Zäune am Ufer – das sorgt für Streit. Nachdem der Wassersportverein Ziegelsee-West den öffentlichen Durchgang durch sein Vereinsgelände unterhalb der Straße Am Friedensberg mit zwei Toren gesperrt hat, beschweren sich Schweriner darüber (SVZ berichtete mehrfach).

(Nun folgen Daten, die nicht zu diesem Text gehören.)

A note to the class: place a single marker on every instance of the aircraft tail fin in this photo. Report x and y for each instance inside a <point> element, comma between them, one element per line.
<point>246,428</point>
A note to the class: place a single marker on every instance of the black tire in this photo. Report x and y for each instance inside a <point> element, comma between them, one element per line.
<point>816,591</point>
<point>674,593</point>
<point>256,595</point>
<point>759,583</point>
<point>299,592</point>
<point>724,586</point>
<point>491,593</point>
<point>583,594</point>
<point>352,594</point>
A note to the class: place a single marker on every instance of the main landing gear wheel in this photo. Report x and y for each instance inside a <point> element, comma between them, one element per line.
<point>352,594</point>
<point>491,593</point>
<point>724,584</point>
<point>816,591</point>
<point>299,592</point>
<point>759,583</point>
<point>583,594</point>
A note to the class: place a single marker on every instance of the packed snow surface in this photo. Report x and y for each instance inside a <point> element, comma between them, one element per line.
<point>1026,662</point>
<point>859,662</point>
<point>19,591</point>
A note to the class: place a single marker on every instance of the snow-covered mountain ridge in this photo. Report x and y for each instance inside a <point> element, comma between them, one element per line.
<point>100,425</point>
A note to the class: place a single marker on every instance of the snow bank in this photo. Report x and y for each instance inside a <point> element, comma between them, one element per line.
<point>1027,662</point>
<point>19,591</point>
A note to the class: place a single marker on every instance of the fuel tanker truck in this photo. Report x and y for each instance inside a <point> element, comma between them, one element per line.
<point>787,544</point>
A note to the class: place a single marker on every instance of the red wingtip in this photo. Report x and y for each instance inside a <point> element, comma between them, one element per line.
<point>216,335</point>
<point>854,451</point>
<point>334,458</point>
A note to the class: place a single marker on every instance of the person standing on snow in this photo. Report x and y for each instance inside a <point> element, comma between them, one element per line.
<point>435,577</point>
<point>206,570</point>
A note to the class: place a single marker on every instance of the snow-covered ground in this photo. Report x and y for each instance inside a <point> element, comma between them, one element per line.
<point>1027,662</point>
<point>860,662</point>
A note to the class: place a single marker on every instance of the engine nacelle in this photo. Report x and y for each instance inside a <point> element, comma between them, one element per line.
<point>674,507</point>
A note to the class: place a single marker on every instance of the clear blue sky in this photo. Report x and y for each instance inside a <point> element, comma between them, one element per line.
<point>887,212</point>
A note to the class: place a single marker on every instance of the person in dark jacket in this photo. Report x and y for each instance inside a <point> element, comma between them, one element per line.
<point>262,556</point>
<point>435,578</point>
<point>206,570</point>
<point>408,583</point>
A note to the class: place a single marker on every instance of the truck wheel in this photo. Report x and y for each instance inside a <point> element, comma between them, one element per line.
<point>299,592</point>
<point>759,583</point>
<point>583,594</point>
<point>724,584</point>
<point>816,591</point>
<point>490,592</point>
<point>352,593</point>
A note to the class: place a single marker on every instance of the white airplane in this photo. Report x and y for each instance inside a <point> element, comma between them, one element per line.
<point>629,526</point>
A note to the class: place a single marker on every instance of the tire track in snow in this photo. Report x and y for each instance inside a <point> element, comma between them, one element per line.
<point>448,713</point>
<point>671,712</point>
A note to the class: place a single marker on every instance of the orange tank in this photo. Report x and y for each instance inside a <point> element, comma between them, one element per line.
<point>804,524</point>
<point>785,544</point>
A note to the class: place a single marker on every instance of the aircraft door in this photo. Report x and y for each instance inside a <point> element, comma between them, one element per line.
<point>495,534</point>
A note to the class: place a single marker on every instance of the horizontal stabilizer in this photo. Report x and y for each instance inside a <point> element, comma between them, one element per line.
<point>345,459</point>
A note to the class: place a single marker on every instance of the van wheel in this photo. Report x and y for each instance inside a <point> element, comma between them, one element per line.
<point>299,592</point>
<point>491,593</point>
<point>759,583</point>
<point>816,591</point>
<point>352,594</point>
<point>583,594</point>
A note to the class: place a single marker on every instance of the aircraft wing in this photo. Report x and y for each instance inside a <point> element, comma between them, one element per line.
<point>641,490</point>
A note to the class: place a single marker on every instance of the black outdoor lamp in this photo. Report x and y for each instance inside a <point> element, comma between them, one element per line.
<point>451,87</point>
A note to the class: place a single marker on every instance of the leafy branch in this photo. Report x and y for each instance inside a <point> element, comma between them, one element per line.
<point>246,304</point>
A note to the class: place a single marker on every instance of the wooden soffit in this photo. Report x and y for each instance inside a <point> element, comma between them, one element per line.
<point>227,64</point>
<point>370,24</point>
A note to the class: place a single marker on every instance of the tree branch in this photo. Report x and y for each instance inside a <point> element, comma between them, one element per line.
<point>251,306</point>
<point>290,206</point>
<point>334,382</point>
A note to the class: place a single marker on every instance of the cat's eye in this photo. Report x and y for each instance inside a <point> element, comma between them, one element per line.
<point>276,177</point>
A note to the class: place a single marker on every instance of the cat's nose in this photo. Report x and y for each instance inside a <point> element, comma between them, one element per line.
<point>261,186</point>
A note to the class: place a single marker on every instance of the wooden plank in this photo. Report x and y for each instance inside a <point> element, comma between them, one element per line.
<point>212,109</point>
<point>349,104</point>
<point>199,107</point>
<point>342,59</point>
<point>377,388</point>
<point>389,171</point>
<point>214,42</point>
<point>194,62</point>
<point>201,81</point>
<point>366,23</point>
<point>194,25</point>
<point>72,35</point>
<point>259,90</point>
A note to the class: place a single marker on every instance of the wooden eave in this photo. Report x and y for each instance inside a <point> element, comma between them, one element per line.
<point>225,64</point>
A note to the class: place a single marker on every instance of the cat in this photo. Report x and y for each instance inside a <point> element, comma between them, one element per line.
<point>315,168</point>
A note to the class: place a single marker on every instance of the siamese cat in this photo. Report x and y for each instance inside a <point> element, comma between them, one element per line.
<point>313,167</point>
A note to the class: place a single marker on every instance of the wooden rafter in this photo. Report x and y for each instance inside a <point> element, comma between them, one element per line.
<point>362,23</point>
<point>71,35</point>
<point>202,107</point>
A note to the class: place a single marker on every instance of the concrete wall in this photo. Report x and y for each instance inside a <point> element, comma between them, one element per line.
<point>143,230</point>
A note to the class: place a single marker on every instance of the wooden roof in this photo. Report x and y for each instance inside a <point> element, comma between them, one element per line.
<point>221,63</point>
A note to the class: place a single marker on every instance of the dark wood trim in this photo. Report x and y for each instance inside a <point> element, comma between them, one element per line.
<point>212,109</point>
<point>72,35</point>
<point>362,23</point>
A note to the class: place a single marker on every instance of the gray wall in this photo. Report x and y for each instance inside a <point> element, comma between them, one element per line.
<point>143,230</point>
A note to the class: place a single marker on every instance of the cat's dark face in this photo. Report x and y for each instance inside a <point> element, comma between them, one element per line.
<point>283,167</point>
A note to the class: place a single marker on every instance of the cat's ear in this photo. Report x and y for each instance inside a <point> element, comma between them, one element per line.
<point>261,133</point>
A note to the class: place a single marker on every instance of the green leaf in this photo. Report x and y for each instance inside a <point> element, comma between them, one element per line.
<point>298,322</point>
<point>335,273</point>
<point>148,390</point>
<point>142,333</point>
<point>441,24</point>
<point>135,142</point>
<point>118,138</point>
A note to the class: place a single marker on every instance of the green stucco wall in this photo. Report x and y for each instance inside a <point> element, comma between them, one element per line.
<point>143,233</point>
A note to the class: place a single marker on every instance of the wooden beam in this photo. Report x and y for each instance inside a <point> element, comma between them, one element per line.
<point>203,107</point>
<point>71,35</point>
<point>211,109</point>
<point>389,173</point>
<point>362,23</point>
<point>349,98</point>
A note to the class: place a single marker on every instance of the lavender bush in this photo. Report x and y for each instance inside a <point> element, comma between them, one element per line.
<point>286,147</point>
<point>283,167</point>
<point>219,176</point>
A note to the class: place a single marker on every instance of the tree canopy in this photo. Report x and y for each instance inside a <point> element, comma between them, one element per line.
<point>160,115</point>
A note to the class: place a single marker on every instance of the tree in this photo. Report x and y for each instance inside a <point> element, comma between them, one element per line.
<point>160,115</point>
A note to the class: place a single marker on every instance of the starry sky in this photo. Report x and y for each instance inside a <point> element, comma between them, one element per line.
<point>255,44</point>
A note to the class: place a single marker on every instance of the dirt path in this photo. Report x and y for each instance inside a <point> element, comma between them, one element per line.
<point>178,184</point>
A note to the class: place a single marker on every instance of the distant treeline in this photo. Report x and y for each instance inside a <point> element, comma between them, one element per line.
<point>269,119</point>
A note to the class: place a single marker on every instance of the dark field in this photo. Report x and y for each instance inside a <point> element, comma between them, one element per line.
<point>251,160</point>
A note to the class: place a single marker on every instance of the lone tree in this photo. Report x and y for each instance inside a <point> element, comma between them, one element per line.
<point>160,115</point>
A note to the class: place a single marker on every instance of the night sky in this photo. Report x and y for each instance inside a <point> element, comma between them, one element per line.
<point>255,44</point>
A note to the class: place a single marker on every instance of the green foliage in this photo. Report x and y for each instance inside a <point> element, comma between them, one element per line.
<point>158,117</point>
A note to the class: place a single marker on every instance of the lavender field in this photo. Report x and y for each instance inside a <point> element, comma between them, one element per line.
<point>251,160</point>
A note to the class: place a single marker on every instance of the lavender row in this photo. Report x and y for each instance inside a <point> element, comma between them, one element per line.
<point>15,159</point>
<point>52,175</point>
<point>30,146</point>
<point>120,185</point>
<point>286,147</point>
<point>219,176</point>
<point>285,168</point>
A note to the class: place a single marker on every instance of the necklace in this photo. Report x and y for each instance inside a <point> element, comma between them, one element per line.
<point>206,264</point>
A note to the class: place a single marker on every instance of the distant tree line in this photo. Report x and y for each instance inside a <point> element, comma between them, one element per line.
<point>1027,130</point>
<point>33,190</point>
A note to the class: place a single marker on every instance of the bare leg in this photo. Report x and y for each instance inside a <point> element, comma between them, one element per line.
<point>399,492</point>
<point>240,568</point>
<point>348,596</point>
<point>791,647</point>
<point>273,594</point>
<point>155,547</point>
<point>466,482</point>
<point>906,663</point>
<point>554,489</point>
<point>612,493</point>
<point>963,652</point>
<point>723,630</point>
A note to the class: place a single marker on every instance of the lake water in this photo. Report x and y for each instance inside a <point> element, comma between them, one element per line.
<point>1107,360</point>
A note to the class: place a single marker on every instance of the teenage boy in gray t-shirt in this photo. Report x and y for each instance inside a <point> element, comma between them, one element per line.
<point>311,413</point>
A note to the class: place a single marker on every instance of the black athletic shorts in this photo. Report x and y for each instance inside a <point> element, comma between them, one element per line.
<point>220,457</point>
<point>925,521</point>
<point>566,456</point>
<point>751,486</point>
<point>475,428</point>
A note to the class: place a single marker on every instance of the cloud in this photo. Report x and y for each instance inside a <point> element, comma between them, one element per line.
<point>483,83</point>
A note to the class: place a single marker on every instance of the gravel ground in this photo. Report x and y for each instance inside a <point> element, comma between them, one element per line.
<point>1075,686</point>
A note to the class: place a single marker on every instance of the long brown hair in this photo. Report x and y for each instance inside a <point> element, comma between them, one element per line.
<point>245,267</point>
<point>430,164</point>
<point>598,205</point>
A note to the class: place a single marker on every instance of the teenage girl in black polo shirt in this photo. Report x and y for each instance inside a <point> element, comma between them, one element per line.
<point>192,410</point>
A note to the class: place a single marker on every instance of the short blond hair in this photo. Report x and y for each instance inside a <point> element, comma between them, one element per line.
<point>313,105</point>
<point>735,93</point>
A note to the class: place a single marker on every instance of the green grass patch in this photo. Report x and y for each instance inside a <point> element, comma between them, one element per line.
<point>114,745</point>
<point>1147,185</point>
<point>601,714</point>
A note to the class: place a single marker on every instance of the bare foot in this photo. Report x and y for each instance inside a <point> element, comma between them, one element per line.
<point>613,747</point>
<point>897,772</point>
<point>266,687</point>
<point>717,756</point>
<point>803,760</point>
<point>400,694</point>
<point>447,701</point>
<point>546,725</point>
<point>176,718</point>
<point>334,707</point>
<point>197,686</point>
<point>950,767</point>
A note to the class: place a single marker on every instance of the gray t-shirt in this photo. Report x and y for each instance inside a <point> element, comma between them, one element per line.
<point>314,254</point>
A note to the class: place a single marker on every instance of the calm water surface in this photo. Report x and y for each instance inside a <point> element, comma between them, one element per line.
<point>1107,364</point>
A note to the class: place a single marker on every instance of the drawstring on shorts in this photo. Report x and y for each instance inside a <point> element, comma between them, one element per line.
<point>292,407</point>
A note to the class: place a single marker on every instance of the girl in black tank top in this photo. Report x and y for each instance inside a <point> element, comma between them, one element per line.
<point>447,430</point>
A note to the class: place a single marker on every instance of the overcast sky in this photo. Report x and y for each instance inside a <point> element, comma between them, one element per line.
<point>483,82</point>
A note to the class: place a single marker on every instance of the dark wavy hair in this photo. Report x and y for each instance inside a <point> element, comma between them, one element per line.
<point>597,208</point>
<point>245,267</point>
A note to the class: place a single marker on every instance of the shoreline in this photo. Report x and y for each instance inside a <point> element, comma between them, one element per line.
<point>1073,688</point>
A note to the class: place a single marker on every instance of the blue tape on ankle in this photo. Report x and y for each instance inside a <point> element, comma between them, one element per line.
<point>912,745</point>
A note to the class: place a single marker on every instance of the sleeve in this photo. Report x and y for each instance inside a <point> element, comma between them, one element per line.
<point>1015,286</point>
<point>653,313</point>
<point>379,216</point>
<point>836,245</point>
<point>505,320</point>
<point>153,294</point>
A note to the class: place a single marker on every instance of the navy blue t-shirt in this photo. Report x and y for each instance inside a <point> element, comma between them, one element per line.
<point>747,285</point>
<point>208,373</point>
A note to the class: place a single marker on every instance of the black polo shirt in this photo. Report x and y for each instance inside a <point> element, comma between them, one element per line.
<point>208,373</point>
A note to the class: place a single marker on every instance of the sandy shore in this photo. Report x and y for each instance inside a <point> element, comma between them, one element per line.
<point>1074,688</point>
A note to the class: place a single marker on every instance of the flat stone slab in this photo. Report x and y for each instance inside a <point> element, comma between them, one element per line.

Immer wieder wird angezweifelt, ob das rechtens sei, werden alte Seilschaften unterstellt. Vereinsvorsitzender Dieter Unterberger will Klarheit in die Sache bringen. „Wir haben hier 1972 unser Gemeinschaftsbootshaus gebaut. Da war hier weit und breit kein Weg, nur ein paar aufgegebene, verwilderte Gärten. Wir, das war eine Gruppe von Mitgliedern des Deutschen Anglerverbandes DAV. Das Bootshaus des ehemaligen Rates des Bezirkes steht ein paar hundert Meter weiter“, erklärt Unterberger. Nach der Wende hätten sich die Angelsportfreunde in einem Verein organisiert, der Pachtvertrag wurde dem geltenden Recht angepasst. „Wir haben ausdrücklich die Anweisung von der Stadt, unser Vereinsgelände zu sichern“, betont er. Eigentlich habe der Verein nichts einzäunen wollen, habe sogar eine Wegeversicherung für die Zuwegung abgeschlossen. „Vor allem seit es den neuen Radweg in der Nähe gibt, wurden einige Radfahrer und Hundehalter immer unverschämter. Mehrfach wurden Mitglieder angefahren, vielfach beschimpft. Hunde standen bei uns im Bootshaus. Es war nicht mehr auszuhalten.“

Dabei ist der Umweg nur gering, wenn der offizielle Radweg genutzt wird. Allerdings ist ein kleiner Hügel zu überwinden. „Das hatte wohl einige bequeme Leute dazu bewogen, lieber den unbefestigten Weg über unser Vereinsgelände zu nehmen“, vermutet Unterberger.